De là à l'idée de faire la révolution par l'architecture, la marge, étroite, est parfois allègrement franchie. Tout est politique, slogan vaguement paralysant ? Surtout pour des architectes ! A l'image des autres avant-gardes du moment, ils sont saisis par le prophétisme autodestructeur qui caractérise les moments de crise : l'architecture sera vivante lorsque le dernier architecte sera mort ! Mort de l'auteur ! Tous créateurs !

L'imagination étant comme chacun sait la chose la mieux partagée au monde…

Mots de désordre

En 68, tout est politique ! Et si les étudiants en sociologie à Nanterre perçoivent les sociologues comme les chiens de garde du régime, les étudiants en architecture voient dans les architectes des pacificateurs sociaux mettant la ville en coupe réglée.

Ils rejettent l'urbanisme qui collabore au fonctionnement de l'appareil répressif du pouvoir. Lorsque les étudiants des Beaux-Arts injurient la statue de Melpomène en la traitant de « salope » dans le numéro 2 de Melp ! , les enragés quittent la salle du conseil de la faculté de Nanterre, le 22 mars, en inscrivant sur les murs que les syndicats sont des bordels et l'Unef une putain. Des mots de désordre plutôt que des mots d'ordre…
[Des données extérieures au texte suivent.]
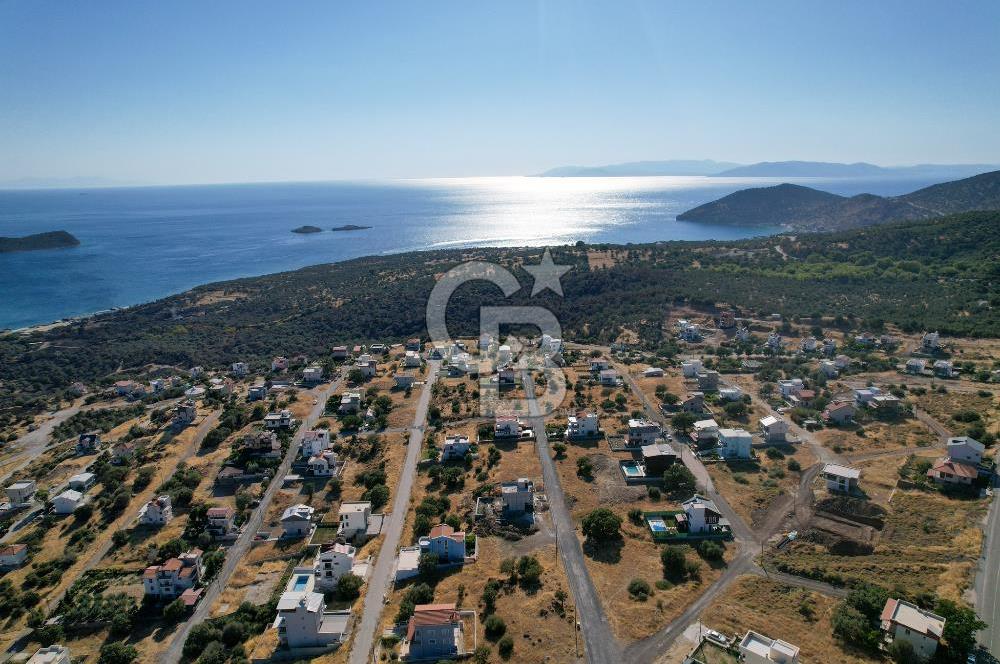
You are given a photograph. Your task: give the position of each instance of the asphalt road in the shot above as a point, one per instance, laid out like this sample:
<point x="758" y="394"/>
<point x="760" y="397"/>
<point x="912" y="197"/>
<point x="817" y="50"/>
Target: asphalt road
<point x="243" y="543"/>
<point x="601" y="646"/>
<point x="381" y="578"/>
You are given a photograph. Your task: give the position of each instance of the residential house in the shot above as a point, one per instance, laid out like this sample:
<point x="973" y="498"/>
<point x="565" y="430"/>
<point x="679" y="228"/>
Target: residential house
<point x="323" y="464"/>
<point x="517" y="496"/>
<point x="435" y="632"/>
<point x="354" y="519"/>
<point x="944" y="368"/>
<point x="964" y="449"/>
<point x="609" y="377"/>
<point x="841" y="412"/>
<point x="262" y="442"/>
<point x="735" y="443"/>
<point x="280" y="420"/>
<point x="841" y="479"/>
<point x="656" y="458"/>
<point x="701" y="515"/>
<point x="67" y="501"/>
<point x="21" y="491"/>
<point x="350" y="402"/>
<point x="82" y="481"/>
<point x="908" y="622"/>
<point x="642" y="432"/>
<point x="332" y="562"/>
<point x="691" y="368"/>
<point x="174" y="576"/>
<point x="157" y="512"/>
<point x="13" y="556"/>
<point x="456" y="446"/>
<point x="315" y="441"/>
<point x="582" y="425"/>
<point x="706" y="430"/>
<point x="759" y="649"/>
<point x="949" y="471"/>
<point x="708" y="380"/>
<point x="88" y="443"/>
<point x="296" y="520"/>
<point x="312" y="374"/>
<point x="54" y="654"/>
<point x="221" y="521"/>
<point x="444" y="541"/>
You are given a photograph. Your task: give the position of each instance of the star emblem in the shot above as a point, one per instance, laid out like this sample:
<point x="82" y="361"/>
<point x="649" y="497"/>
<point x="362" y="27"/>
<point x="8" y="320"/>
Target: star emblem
<point x="546" y="274"/>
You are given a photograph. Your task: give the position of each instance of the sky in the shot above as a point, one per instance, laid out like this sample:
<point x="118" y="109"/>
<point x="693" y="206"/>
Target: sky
<point x="241" y="91"/>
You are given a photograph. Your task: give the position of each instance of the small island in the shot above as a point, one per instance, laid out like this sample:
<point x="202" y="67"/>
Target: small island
<point x="307" y="229"/>
<point x="37" y="242"/>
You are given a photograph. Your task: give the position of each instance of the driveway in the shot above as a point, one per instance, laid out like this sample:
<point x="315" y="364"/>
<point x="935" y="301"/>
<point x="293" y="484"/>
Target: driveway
<point x="392" y="528"/>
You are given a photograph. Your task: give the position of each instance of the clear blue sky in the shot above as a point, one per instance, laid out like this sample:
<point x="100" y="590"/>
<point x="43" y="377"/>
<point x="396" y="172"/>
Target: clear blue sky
<point x="224" y="91"/>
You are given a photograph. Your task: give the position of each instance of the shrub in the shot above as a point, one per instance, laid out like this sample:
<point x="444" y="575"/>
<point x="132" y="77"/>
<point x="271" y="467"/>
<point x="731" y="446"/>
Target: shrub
<point x="494" y="627"/>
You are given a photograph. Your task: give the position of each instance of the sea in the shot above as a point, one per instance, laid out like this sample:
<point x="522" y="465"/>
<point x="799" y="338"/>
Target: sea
<point x="139" y="244"/>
En 68, tout est politique ! Et l'atelier populaire entame à l'Ecole des beaux-arts sa brève histoire exemplaire. Il débute effectivement le 14 mai, au moment où sort la première affiche lithographiée en 30 exemplaires, celle des « trois U », Usine-Université-Union, symbole de la synchronisation des crises et de l'extension du « mouvement ». Il prend fin le 27 juin, lorsque les gardes mobiles occupent l'école et ferment l'atelier vers 5 heures du matin.
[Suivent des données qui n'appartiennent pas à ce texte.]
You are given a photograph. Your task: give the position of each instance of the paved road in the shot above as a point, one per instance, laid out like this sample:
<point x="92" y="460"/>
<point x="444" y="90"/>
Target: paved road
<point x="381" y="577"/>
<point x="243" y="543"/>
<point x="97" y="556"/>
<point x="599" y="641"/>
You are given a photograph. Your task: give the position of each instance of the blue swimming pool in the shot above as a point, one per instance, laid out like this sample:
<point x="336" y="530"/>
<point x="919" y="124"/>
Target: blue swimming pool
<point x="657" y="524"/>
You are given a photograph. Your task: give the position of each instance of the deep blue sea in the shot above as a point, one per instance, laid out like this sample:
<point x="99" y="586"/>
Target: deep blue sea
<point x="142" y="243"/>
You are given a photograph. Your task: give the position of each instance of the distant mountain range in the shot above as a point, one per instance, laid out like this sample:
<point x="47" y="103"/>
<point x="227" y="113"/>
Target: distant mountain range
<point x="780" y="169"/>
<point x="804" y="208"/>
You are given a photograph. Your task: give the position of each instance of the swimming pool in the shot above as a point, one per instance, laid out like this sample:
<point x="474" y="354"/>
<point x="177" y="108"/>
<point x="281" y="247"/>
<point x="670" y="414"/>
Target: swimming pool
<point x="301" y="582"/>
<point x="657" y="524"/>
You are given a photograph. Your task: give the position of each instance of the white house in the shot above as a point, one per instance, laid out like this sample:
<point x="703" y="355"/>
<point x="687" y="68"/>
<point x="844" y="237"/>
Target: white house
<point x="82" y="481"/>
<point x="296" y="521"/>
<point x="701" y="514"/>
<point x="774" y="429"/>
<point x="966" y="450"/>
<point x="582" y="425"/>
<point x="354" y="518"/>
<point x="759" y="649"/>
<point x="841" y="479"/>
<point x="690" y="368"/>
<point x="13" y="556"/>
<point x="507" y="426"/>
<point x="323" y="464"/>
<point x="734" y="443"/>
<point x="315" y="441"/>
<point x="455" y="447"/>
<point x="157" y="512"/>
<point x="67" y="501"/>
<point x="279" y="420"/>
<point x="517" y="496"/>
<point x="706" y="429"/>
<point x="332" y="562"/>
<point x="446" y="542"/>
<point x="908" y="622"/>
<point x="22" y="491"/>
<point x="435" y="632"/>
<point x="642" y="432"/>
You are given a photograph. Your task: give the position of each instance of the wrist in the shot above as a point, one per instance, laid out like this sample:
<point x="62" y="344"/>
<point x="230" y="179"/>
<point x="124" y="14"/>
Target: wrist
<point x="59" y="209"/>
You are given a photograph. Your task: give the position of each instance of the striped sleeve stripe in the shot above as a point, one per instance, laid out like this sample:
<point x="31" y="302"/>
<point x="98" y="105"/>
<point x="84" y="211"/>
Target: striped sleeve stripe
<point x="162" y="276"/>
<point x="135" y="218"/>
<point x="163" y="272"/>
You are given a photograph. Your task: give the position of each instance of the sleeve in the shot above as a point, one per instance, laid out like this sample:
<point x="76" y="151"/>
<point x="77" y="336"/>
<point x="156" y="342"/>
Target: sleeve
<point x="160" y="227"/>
Une toute dernière affiche paraîtra cependant, grâce à Gérard Fromanger qui a réussi à transporter son matériel de sérigraphie jusqu'au siège de la CFDT pour imprimer « La police s'affiche aux Beaux-Arts, les Beaux-Arts affichent dans la rue ». Si l'expérience aura au fond tenu aussi longtemps que le « rire de Mai », transcendant des clivages idéologiques qui ne demanderont qu'à se réactiver, elle n'en aura pas moins durablement marqué les esprits, au-delà de son activité réelle, jusqu'à superposer le style de ses affiches sur toutes les images de manifs et de cortèges. Aux Beaux-Arts, les ateliers jusqu'ici renfermés sur eux-mêmes, s'ouvrent aux quatre vents de la contestation. Avec l'Odéon, la Sorbonne et Billancourt, l'école devient l'une des scènes majeures d'un mouvement social.
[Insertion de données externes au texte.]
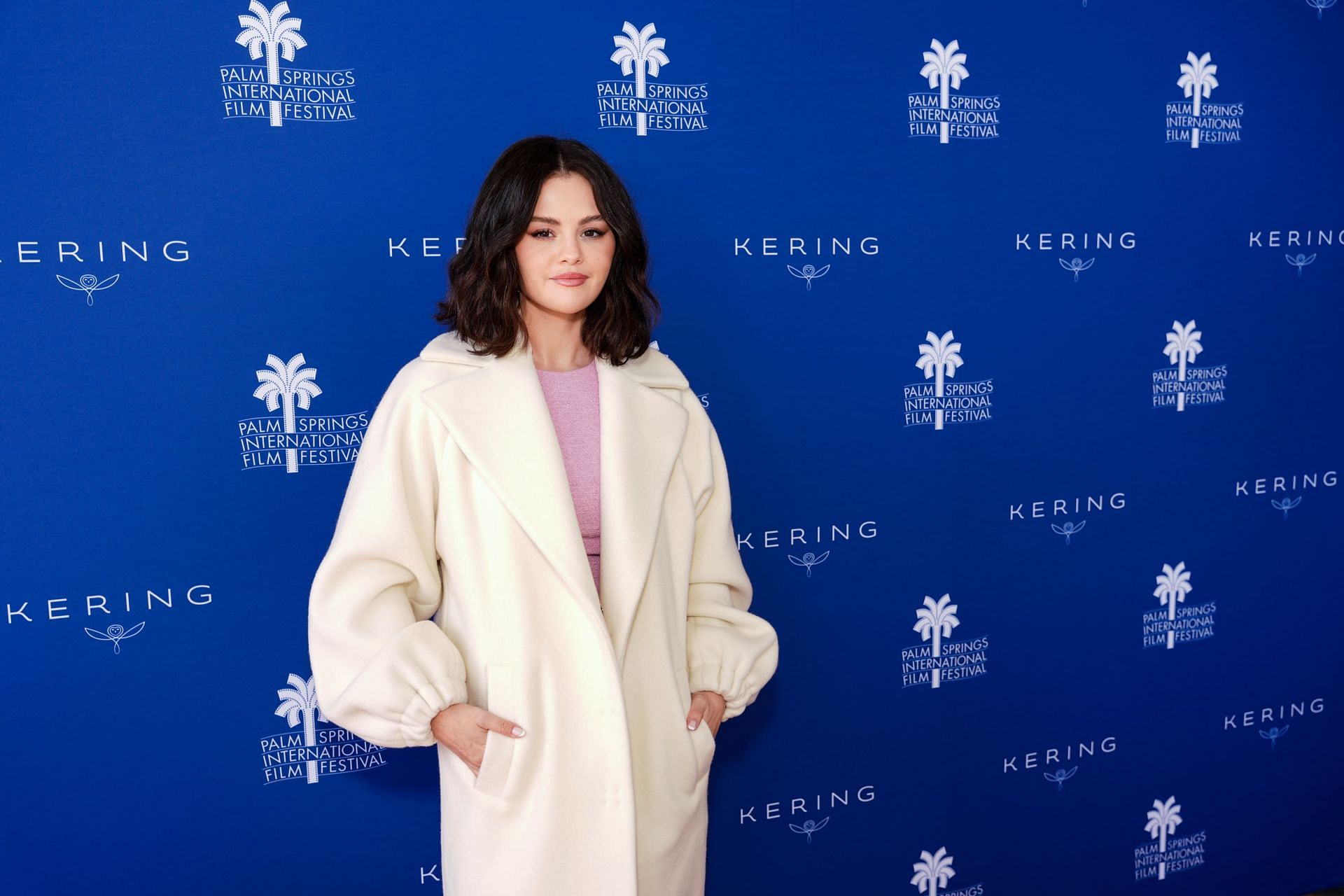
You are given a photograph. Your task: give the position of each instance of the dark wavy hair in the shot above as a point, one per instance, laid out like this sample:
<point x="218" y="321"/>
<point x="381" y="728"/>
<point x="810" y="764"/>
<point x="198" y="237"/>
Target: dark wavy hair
<point x="483" y="302"/>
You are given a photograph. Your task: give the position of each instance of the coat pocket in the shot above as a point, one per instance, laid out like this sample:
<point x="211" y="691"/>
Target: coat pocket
<point x="702" y="741"/>
<point x="499" y="748"/>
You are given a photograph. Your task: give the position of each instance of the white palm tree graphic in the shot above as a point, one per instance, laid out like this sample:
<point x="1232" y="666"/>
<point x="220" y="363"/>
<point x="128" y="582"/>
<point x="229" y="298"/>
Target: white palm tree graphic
<point x="1196" y="80"/>
<point x="933" y="871"/>
<point x="634" y="52"/>
<point x="937" y="620"/>
<point x="1182" y="347"/>
<point x="944" y="67"/>
<point x="280" y="38"/>
<point x="1161" y="821"/>
<point x="939" y="358"/>
<point x="300" y="701"/>
<point x="1172" y="586"/>
<point x="283" y="384"/>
Dilution de l'artiste dans le collectif

En 68, tout est politique ! Et le mot d'ordre de cet atelier est de mettre les images au service de la lutte et faire de la représentation une lutte. « Sous les pavés la plage », rapport direct entre le texte et l'image : l'affiche frappe. Jouant à fond des contrastes et des larges aplats noirs ou rouges, elle a cette beauté convulsive chère à André Breton. L'art est un débordement. Qui s'affiche dans la rue. Comme en Chine, que l'on mythifie encore pour quelques années. En 68, tout est politique ! Et d'abord le collectif - donc la sérigraphie - et la dilution de l'artiste dans le collectif. On débat du sujet, puis on s'y met dans la foulée.

L'atelier est un lieu de formation à la technique de la sérigraphie, notamment pour les ouvriers des usines en grève qui viennent y chercher un relais graphique.

Etudiants et travailleurs, la jonction s'établit - fait rare ! Il n'y a pas de lien affiché aux groupuscules : les projets qui ligotent le mouvement à un parti sont rejetés. Sur les affiches, apparaissent peu de visages connus : de Gaulle, incarnation du pouvoir ; Pompidou, de la répression ; et Cohn-Bendit, de la contestation. La police est un peu partout, et la foule toujours désarmée. Le CRS est sans yeux ni visage (casque et lunettes). Dans un style usine : l'ouvrier à casquette et bleu de chauffe, la clé à molette et bien sûr, l'usine, sa cheminée et son toit à sheds, sont des figures récurrentes. Le tirage (en continu, par équipes, de jour comme de nuit) s'élèvera à 2 000 exemplaires, et atteindra jusqu'à 5 000. Près d'un million d'affiches seront imprimées sur le site des Beaux-Arts, quitte à faire de l'atelier populaire le centre névralgique d'un mouvement qui n'en eut point (car il en connut cent). L'agitation se montrant ainsi parée de beautés plastiques et de vertus poétiques. Retrouvera-t-on un jour chez les architectes l'humour libertaire des affiches de Mai-68 ?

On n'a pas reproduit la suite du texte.